"Harry Potter and the Goblet of Fire" was a turning point in the franchise, picking up what "Prisoner of Azkaban" started by embracing a darker, far more serious tone that was more in line with J.K. Rowling's books. The depleting color of the Warner Bros. logo reminds viewers at the very beginning that things are changing in the Wizarding World, with the film's grim opening moments seeing Peter Pettigrew catering to Lord Voldemort' and killing an innocent man in the process.

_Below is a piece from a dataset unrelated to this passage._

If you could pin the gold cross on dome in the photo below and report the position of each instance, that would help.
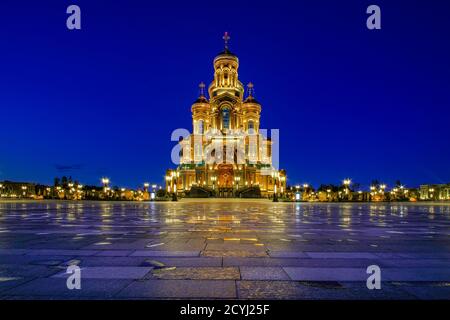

It's all sunshine and rainbows for the next few minutes of "Goblet of Fire," until the Death Eaters come to ruin all the Quidditch World Cup fun, another reminder that the Wizarding World will never be the same again. But aside from the darkness rising, you will recognize that "Harry Potter and the Goblet of Fire" was perhaps the most fun movie in the franchise. It's a coming-of-age story, where teenagers are afforded a chance to be just teenagers, even if for a split second.
That brings me to the Yule Ball — the social event of the Triwizard Tournament where witches and wizards danced to a live rock band all night. It's also where Emma Watson's Hermione Granger has her big Cinderella moment — a scene that was necessary for her character, but one that Emma Watson secretly hated.
'I Knew It Was A Big Deal, And I Was Miserable.'
Hermione Granger attends the Yule Ball with Viktor Krum, the über-cool Bulgarian quidditch player from Durmstrang. Krum is also one of the four Triwizard Champions, which means that the two of them must dance before hundreds of students, including her friends Harry Potter and Ron Weasley.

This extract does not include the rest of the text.